Selama dekade yang berakhir pada tahun 2011, terdapat peningkatan sebesar 39 persen dalam jumlah perempuan lajang di India – termasuk para janda, janda cerai, dan perempuan yang belum menikah, serta mereka yang ditelantarkan oleh suami – IndiaSpend melaporkan pada bulan November 2015. 58 persen) masih melebihi jumlah perempuan yang belum menikah, menurut data sensus, yang menunjukkan tekanan yang lebih besar pada perempuan untuk menikah.

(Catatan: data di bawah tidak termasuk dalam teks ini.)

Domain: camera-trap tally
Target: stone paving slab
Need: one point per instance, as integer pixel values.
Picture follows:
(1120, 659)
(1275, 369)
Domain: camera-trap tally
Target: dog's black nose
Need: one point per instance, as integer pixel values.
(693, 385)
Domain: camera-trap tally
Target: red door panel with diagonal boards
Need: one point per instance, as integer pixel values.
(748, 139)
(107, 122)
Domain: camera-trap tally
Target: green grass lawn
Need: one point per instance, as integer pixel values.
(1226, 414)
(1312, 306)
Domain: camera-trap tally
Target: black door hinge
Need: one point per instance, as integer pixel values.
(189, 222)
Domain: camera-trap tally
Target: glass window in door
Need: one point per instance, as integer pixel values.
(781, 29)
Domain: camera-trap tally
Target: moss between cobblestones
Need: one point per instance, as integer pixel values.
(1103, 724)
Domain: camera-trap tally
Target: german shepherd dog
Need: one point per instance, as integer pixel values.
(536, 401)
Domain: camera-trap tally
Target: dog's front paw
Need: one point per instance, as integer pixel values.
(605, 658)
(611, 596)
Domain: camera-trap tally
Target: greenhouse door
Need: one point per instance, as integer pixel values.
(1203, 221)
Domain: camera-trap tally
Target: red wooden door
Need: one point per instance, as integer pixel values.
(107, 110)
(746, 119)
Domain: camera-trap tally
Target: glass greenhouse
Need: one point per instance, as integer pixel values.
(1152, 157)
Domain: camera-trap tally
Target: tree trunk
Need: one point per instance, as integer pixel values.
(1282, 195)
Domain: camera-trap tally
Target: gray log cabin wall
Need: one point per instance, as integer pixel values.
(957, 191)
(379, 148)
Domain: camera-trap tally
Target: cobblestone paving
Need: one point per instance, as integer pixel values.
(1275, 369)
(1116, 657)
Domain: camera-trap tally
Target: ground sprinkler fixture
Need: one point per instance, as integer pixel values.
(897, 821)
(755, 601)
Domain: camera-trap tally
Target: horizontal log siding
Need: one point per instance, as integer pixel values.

Pada tanggal 7 Oktober, Komisi Hukum menerbitkan daftar 16 pertanyaan yang meminta opini publik mengenai perlunya hukum perdata yang seragam di India. Selain mengkaji persepsi warga negara mengenai kesetaraan gender dalam undang-undang pribadi yang berlaku di berbagai agama, muncul pertanyaan apakah praktik talak tiga harus dihapuskan, dilanjutkan atau diubah. Pertanyaan lain adalah mencari pandangan mengenai penguatan hak-hak perempuan Hindu untuk mewarisi harta benda.

Dewan Hukum Pribadi Muslim mengkritik tindakan panel hukum tersebut, dengan mengatakan bahwa Komisi Hukum tidak bertindak independen dari pemerintah pusat, yang pada hari yang sama menentang undang-undang talak tiga di Mahkamah Agung. Menanggapi serangkaian litigasi kepentingan publik yang diajukan oleh LSM dan kelompok hak-hak perempuan mengenai masalah ini, Pusat tersebut mengatakan bahwa praktik tersebut tidak dapat dianggap sebagai bagian penting dari agama.

“Ada undang-undang pribadi yang bersifat diskriminatif gender di seluruh komunitas agama di India – tidak hanya di kalangan umat Islam. Meskipun undang-undang tersebut mengklaim membantu kelompok rentan, rencana Komisi Hukum untuk Uniform Civil Code tidak menangani hal ini dengan semangat yang benar. pembicaraan itu hanya akan melemahkan budaya plural India dan juga menanamkan bias patriarki yang sama,” kata Khan.

Umat ​​​​Hindu merupakan 80 persen dari populasi India, sementara umat Islam berjumlah 14,23 persen. Umat ​​​​Kristen, Sikh, Budha, dan Jain masing-masing berjumlah 2,3 persen, 1,72 persen, 0,7 persen, dan 0,37 persen dari populasi.